Common multi-agent architectures
- Pipeline: Agent A's output feeds Agent B's input. Sequential, like prompt chaining but with autonomous agents at each step.
- Hub-and-spoke: A central orchestrator dispatches to specialist workers. This is the orchestrator-worker pattern with full agents instead of simple LLM calls.
- Peer-to-peer: Agents communicate directly with each other, without a central coordinator. Powerful but hard to debug.
Coordination challenges: state sharing, error propagation, cost amplification
Multi-agent systems multiply complexity in three dimensions. State sharing: how do agents pass information? Shared database, message passing, or context injection? Error propagation: if one agent fails, does the whole system fail? Can other agents compensate? Cost amplification: N agents means N times the token cost, plus coordination overhead. Use multi-agent systems only when a single agent with multiple tools genuinely cannot handle the task.

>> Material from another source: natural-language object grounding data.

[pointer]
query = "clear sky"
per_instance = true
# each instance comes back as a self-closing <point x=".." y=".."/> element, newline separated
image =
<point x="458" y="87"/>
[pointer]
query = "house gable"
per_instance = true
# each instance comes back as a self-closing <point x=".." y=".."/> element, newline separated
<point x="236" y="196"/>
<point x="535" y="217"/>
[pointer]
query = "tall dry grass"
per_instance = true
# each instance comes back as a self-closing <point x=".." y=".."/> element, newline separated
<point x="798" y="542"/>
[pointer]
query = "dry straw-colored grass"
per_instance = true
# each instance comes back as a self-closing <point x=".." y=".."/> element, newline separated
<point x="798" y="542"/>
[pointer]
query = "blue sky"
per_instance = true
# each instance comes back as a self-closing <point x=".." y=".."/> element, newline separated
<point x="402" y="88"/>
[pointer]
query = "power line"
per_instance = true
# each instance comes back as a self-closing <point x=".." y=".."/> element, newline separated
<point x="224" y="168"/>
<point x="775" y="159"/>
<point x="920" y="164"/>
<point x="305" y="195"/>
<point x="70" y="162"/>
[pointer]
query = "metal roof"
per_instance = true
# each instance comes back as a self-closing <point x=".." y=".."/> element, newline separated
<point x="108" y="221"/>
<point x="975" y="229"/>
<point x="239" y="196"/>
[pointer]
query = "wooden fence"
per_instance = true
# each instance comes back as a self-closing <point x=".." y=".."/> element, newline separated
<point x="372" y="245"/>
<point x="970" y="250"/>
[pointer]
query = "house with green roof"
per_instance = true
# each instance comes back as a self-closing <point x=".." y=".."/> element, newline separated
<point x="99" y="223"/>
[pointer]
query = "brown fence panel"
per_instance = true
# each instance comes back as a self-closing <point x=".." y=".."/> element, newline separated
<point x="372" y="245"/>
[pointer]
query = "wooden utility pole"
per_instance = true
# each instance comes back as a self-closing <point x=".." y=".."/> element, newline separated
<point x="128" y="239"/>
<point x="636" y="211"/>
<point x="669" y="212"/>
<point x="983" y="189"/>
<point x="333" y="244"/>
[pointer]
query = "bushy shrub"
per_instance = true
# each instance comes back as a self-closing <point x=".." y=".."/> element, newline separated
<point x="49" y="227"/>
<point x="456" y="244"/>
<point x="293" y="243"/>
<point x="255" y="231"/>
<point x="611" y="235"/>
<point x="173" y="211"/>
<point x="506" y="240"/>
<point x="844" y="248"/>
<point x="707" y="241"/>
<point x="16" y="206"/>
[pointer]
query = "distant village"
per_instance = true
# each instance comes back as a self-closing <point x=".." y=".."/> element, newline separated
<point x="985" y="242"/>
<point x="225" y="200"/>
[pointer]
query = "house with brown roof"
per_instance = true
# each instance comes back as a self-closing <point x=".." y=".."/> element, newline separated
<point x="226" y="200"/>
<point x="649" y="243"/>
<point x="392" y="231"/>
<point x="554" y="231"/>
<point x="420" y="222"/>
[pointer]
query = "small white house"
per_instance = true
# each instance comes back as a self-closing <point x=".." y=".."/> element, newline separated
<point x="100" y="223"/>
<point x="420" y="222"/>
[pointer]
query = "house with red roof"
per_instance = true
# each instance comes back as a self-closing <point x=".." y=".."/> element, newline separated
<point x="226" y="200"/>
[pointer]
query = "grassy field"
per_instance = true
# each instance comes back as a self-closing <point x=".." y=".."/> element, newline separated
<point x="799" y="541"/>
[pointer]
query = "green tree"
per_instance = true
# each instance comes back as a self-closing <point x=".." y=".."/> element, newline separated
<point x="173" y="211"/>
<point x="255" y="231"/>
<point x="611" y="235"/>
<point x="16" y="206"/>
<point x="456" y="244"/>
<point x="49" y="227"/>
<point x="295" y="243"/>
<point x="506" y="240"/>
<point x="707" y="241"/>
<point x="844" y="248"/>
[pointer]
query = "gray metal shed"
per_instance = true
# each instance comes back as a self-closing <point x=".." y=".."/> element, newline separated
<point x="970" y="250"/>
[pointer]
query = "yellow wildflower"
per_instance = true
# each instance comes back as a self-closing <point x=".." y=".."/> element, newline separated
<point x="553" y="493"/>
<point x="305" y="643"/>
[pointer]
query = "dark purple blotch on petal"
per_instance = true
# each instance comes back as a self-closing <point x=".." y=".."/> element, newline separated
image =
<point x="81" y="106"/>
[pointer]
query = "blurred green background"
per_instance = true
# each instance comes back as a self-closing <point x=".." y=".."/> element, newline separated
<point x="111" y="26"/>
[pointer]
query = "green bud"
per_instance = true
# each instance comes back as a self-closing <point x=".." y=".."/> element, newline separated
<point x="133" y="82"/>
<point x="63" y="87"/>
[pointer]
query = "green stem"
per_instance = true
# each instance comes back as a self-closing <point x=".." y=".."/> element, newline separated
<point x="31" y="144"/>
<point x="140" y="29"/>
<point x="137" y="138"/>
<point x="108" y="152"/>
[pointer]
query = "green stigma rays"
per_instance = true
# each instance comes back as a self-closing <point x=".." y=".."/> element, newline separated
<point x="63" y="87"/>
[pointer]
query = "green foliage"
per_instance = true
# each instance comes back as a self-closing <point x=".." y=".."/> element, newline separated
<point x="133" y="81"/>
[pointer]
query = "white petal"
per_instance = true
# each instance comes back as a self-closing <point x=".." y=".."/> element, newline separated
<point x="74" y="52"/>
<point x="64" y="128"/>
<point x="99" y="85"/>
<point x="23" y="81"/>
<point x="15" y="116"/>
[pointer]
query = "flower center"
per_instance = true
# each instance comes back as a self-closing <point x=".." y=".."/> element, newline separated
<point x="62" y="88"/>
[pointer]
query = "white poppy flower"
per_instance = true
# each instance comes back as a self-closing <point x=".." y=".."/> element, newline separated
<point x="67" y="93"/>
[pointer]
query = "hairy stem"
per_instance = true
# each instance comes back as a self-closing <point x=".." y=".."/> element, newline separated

Start with the simplest pattern that works. A single agent with good tools handles 90% of use cases. Only reach for multi-agent when you have a clear reason: context overflow, specialization requirements, or failure isolation needs.
Classify the following five real-world tasks using the decision framework. Write the pattern name and a one-sentence justification for each.
- Translate a document to Spanish — Which pattern? Why?
- Answer questions about uploaded PDFs — Which pattern? Why?
- Review code for security issues — Which pattern? Why?
- Generate 3 marketing angles and pick the best — Which pattern? Why?
- Research and summarize a company — Which pattern? Why?
After classifying, compare your answers with a partner or check them against the decision tree above. Discuss any cases where multiple patterns could work and how you would choose between them.